Prohibitionism never stopped abortion, it only harmed those who had fewer resources.
What health consequences can this decision have?
R. The United States is a country where access to public health is not guaranteed.
So the fight for abortion must be based not only on the right to decide, but also on legal and safe access.
When you penalize it, there is not only an unsafe abortion problem, but a medical problem.
We have documented in other countries that there are women penalized for spontaneous abortions because the health personnel denounce so as not to have problems.
There are also women who die or who have long-term health problems because health personnel refuse to do treatment that could compromise the fetus.
The health problems to come remain to be seen, but there is no reason to think that the United States will not have the same fate as Nicaragua or El Salvador.
We have seen in the last year and a half the legalization or decriminalization of abortion in countries like Argentina, Mexico and Colombia.
What political reading do you give to a ruling like this in the midst of a green wave on the continent?
It is a sign of the erosion of democracy, because the lack of access to the voluntary interruption of pregnancy is a violation of human rights.
Under the idea that it is not taking sides, the Superior Court has taken sides against the majority sense of the United States.
Statistics show that most people in the country do not believe that those who voluntarily terminate their pregnancy should go to jail.
So it is a Court making decisions against what the majority thinks.
What challenges does this pose for the region?
Younger generations are politically aware of women's rights.
That is a big difference.
I think there is going to be a great solidarity regarding what is happening in the United States.
Latin America is perhaps the great example of a very successful mobilization that can serve, not only to learn lessons, but to generate a solidarity movement among women throughout the region.
The setback is so brutal that I hope it is understood that it is not only a problem of women, it is a problem of democracy.
It is not possible to separate sexual and reproductive rights from citizenship.
After the ruling, a group of companies has announced that they will bear the costs of travel so that their employees can abort in other states.
Isn't that letting the role of the State be occupied by other players?
External players cannot fulfill the role that the State must fulfill.
From the point of view of solidarity, it is extremely welcome, but that is not the solution.
The solution is to have legislation that protects women's equality, it is because States begin to understand that women cannot be seen as instruments of procreation.
Can this sentence open the debate on other rights conquered, such as equal marriage or access to contraception?

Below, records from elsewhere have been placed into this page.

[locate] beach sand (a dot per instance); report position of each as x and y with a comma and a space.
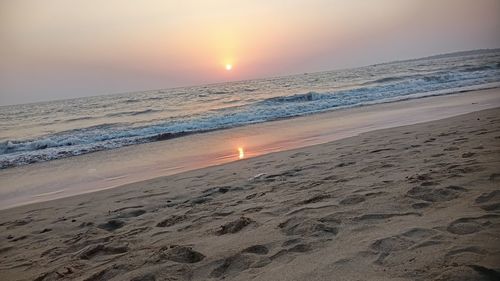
418, 202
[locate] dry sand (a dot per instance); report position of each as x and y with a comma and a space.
419, 202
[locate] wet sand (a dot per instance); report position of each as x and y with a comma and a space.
107, 169
418, 202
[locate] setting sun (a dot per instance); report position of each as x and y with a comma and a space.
241, 153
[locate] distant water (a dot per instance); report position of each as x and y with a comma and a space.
49, 130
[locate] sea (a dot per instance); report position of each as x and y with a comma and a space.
45, 131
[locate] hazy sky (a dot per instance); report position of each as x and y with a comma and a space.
52, 49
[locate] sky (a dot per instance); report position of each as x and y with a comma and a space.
56, 49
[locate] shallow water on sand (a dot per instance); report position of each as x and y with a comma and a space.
45, 131
106, 169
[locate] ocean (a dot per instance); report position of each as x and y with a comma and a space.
45, 131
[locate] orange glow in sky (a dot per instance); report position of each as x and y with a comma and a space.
241, 153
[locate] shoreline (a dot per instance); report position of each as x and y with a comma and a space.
114, 168
414, 202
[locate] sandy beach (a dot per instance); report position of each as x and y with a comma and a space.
418, 202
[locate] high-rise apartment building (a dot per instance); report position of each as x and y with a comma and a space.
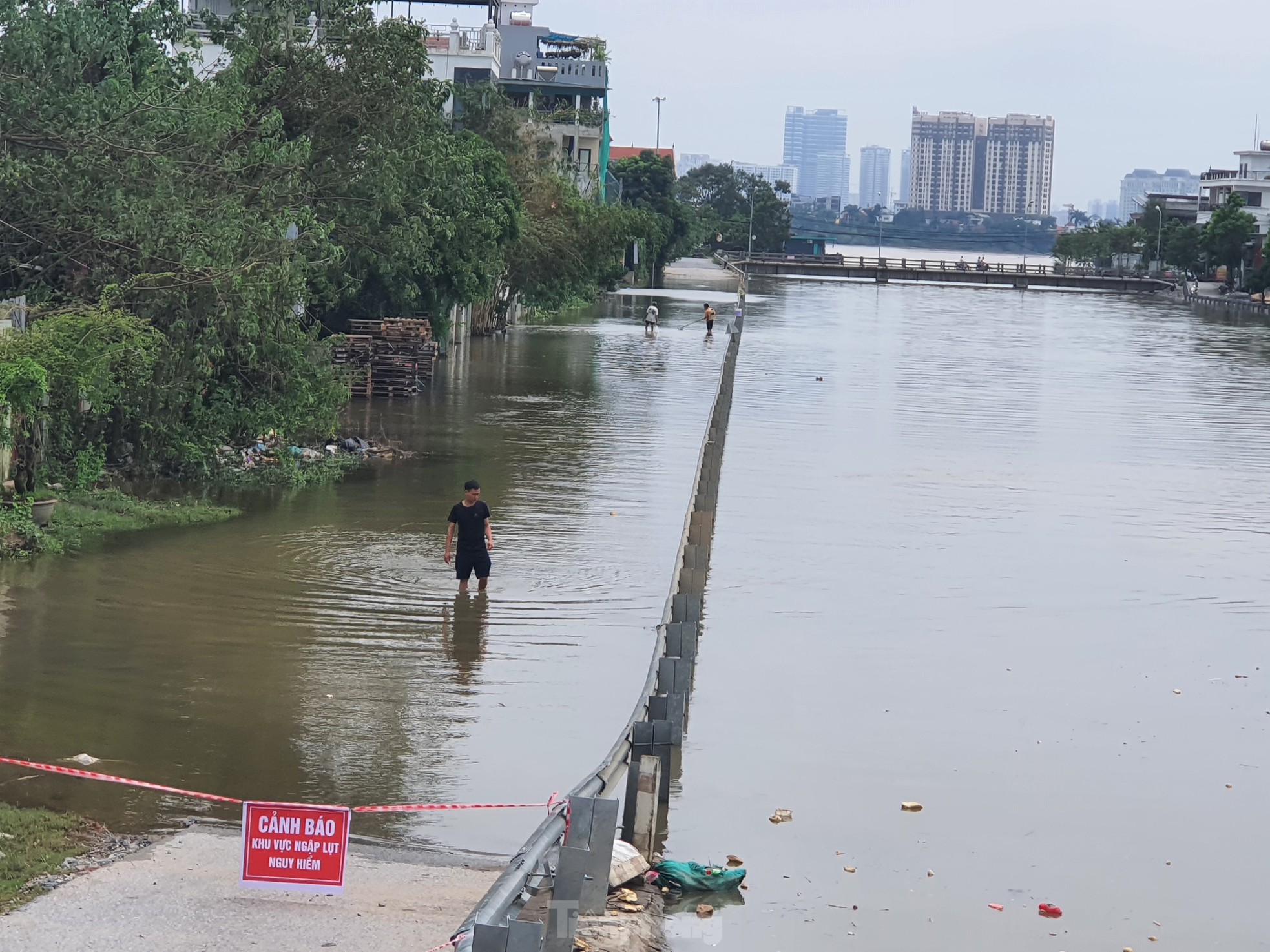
963, 163
874, 177
816, 144
1141, 183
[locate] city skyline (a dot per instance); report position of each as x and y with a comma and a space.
1101, 140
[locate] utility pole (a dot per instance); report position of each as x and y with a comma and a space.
749, 251
1025, 235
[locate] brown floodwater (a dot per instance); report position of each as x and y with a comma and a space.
970, 568
315, 650
973, 568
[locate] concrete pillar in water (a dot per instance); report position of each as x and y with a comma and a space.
647, 804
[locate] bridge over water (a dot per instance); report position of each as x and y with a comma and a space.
883, 271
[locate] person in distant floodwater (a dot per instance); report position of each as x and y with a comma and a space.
472, 521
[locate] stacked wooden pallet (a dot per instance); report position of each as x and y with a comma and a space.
391, 358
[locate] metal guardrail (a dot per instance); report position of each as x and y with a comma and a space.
928, 264
531, 870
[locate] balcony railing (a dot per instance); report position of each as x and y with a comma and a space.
592, 118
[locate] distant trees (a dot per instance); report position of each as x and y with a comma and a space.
720, 198
1227, 235
648, 184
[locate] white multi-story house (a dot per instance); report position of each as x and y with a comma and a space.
561, 79
1141, 183
1251, 181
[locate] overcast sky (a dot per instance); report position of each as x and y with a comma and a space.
1130, 84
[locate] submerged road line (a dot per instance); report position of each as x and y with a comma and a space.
570, 853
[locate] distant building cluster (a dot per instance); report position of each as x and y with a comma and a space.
771, 173
1141, 183
874, 177
964, 163
816, 144
1107, 210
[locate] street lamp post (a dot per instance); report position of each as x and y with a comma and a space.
1025, 235
749, 251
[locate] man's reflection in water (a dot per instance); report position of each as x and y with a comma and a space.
464, 628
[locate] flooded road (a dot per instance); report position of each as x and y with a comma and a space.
1008, 560
315, 649
971, 568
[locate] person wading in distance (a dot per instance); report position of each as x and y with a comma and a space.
475, 537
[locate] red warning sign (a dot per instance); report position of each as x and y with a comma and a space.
289, 847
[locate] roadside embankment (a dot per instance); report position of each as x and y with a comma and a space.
182, 895
79, 517
41, 848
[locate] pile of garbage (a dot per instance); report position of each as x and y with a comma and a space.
271, 450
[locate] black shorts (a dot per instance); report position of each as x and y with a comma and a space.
468, 563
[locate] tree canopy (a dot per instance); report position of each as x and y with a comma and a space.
1229, 234
313, 180
720, 196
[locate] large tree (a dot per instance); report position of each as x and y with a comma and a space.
1229, 234
722, 200
647, 183
314, 178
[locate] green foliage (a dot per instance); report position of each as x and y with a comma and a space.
648, 184
722, 200
1227, 235
35, 843
568, 249
1105, 245
84, 515
89, 468
97, 367
19, 536
311, 181
23, 382
291, 473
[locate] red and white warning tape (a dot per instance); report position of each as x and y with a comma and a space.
393, 809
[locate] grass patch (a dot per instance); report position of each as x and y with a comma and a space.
35, 843
290, 473
83, 515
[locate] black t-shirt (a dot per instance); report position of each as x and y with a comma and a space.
470, 521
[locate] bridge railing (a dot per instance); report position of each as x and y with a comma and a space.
924, 264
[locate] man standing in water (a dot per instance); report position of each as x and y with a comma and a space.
475, 537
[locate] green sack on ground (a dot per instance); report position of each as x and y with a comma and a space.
694, 878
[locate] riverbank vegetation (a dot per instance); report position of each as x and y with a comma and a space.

The idea that this decision only impacts abortion is absolutely naive and misleading.
There is no limit to reviving other discussions.
In fact, the concurring opinion of one of the ministers, [Clarence] Thomas, points out that all the decisions that have been made with respect to the same type of substantive right that is not expressly established in the United States Constitution, such as the equality marriage.
Without a doubt, there is a broad risk that this will have a domino effect of setbacks in rights.
But we don't know yet.
Today the problem is that there are a lot of States that have already prohibited access to abortion and, from one day to the next, women stopped having the rights they already had.